Sześciu funkcjonariuszy brało udział w zatrzymaniu 69-letniej kobiety, która w parku nie miała maseczki. Do skandalicznego zdarzenia doszło w australijskim Melbourne.
W sobotę w Melbourne odbywał się protest przeciwko obostrzeniom wprowadzonym w związku z koronawirusem.
Obecna na miejscu policja wyłapywała wyrywkowo ludzi. Padło na 69-latkę, która była z psem. Na fragmencie filmu udostępnionym w Internecie słychać, jak kobieta krzyczy, by oddać jej telefon.

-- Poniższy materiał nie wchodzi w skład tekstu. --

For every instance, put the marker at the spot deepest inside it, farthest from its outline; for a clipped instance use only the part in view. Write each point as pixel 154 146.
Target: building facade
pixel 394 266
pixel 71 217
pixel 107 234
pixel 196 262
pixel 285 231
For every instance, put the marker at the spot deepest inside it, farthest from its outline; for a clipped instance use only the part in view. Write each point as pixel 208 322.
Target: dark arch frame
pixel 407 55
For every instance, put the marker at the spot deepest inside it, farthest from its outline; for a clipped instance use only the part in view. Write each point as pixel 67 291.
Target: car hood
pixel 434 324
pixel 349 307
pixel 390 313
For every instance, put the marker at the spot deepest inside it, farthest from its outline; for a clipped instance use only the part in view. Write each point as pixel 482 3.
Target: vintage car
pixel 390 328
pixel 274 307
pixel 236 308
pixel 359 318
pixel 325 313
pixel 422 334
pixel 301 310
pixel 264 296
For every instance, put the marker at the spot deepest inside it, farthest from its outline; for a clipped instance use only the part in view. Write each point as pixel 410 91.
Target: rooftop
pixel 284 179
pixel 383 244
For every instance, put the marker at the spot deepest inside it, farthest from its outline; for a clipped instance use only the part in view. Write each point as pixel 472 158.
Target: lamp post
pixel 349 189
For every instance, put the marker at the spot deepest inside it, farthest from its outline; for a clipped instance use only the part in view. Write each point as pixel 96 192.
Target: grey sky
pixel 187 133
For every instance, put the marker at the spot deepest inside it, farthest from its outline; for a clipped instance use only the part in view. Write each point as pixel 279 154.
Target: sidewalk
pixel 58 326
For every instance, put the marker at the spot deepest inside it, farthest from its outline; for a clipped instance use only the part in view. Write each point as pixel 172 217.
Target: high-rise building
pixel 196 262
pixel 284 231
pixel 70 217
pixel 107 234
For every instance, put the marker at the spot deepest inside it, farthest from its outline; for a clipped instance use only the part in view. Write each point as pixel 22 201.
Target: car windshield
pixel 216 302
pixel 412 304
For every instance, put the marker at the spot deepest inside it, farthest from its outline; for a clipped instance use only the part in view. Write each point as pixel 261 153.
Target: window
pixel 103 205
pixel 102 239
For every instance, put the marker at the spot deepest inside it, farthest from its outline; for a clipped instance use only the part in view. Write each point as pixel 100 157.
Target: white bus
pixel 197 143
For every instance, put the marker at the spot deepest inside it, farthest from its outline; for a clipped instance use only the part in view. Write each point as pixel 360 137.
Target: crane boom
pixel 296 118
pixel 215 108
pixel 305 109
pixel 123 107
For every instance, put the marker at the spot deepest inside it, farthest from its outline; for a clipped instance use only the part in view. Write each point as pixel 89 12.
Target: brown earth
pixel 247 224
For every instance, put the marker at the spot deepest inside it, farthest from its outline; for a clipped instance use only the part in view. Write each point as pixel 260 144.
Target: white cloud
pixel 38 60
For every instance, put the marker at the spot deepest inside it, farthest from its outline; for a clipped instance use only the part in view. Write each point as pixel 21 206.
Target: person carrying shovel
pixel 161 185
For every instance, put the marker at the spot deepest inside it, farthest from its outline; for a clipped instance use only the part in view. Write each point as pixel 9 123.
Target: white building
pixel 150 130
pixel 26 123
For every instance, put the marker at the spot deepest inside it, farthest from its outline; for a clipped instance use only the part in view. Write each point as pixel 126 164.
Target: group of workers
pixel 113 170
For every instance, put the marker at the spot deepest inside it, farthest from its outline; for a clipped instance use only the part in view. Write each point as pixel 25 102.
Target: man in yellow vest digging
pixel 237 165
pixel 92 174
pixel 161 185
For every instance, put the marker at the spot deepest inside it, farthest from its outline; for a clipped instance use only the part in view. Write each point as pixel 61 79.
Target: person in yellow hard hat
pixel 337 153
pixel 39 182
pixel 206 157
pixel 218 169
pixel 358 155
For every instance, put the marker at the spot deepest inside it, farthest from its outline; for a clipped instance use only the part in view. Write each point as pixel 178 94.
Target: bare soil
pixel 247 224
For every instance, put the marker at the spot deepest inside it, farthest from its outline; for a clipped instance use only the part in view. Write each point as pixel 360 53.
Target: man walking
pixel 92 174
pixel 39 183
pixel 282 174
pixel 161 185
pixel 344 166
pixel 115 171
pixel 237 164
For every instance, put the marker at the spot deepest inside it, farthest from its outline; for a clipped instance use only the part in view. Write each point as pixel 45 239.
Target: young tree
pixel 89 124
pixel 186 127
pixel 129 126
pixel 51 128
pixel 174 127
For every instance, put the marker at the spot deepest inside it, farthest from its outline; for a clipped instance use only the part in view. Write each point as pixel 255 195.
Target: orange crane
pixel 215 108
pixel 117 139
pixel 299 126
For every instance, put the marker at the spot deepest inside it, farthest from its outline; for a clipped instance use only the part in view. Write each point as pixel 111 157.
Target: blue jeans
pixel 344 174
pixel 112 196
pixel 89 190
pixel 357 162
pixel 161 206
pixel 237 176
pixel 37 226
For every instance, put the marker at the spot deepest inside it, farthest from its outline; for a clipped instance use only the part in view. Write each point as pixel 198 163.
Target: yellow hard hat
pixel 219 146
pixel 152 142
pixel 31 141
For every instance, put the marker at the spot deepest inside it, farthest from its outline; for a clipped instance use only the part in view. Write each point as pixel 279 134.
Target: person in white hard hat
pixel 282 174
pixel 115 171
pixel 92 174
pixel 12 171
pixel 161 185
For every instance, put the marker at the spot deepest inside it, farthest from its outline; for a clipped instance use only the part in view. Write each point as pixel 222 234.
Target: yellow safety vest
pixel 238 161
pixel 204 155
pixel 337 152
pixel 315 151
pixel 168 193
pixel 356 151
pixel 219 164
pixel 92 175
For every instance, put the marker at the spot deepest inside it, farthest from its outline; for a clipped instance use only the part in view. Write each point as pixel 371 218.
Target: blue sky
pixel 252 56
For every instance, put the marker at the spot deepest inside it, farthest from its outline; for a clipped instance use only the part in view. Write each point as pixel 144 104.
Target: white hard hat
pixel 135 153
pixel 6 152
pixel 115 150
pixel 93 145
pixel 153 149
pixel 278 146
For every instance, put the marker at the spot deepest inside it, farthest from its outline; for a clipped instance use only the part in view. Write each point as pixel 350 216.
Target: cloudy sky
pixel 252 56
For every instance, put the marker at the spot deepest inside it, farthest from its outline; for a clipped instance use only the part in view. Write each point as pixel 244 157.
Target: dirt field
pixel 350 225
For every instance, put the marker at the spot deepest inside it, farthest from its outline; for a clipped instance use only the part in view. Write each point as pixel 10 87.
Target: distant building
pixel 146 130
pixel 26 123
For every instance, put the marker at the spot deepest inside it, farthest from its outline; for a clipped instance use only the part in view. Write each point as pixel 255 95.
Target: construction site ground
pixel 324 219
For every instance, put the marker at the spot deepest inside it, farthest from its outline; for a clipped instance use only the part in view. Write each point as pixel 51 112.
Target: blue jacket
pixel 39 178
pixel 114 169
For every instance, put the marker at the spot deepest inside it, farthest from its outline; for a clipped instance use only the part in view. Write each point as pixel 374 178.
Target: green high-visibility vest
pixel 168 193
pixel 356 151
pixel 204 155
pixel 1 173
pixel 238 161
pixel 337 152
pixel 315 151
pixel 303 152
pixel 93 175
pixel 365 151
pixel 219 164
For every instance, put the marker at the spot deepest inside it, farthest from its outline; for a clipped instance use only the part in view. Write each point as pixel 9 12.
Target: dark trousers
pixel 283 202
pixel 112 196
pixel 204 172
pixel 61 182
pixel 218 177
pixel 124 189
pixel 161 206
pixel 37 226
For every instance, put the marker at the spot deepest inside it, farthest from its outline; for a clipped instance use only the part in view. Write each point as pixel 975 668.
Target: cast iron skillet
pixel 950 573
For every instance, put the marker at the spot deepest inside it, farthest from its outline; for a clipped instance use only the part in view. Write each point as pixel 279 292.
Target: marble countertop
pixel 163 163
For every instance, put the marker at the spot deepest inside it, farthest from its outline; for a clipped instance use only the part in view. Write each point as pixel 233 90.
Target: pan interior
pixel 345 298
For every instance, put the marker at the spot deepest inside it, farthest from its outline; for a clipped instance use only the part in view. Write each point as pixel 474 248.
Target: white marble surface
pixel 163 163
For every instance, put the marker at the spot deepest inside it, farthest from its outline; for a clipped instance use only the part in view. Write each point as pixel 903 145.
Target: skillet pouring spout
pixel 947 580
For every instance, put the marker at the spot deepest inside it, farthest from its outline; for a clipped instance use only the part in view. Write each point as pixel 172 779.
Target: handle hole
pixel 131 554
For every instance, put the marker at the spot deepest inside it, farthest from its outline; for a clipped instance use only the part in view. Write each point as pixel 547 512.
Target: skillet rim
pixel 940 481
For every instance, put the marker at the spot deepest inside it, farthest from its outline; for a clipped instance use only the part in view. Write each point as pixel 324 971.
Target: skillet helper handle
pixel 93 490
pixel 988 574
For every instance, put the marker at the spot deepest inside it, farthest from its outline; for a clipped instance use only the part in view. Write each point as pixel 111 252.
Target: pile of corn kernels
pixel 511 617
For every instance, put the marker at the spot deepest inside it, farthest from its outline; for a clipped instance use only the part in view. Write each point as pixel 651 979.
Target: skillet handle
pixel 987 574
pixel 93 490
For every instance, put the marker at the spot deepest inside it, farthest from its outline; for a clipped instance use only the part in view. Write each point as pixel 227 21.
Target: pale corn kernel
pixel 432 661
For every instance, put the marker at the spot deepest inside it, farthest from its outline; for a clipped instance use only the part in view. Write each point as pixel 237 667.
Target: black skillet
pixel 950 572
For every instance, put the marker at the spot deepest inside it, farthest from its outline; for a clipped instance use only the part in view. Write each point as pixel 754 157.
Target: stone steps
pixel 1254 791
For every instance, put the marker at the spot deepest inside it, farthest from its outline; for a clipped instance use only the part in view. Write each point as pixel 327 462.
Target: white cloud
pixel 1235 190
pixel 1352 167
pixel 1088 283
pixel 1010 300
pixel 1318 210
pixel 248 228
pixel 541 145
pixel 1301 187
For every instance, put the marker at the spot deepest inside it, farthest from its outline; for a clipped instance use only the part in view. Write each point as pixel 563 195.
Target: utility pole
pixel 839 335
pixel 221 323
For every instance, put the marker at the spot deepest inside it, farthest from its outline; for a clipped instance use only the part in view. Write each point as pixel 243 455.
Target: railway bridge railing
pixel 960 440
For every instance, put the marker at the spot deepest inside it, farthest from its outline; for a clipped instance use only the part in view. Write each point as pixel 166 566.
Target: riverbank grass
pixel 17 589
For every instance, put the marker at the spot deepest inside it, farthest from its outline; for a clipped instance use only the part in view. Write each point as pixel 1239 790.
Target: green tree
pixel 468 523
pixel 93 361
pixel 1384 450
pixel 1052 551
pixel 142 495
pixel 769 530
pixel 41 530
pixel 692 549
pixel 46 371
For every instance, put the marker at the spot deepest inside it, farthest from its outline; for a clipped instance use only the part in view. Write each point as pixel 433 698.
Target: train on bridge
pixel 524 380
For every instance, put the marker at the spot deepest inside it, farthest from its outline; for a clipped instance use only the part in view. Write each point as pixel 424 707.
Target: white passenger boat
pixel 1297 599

Później dwaj funkcjonariusze skuwają ją w kajdanki. Obok stoi jeszcze czterech policjantów. Zrozpaczona kobieta próbowała się oswobodzić, krzyczała, ale jej próby spełzły na niczym.
69-latkę wyprowadzono do innej części parku. Tam ją rozkuto i wręczono mandat karny.
Gdy interwencja się zakończyła, rozemocjonowana kobieta wybuchnęła płaczem. – To bolało. Nigdy w życiu nie zostałam tak potraktowana – mówiła do kamery.
Zrozpaczona kobieta padła na trawnik, zwinęła się w kłębek i płakała. Oto, jakich czasów przyszło jej dożyć.
Policja z Melbourne odmówiła komentarza w sprawie.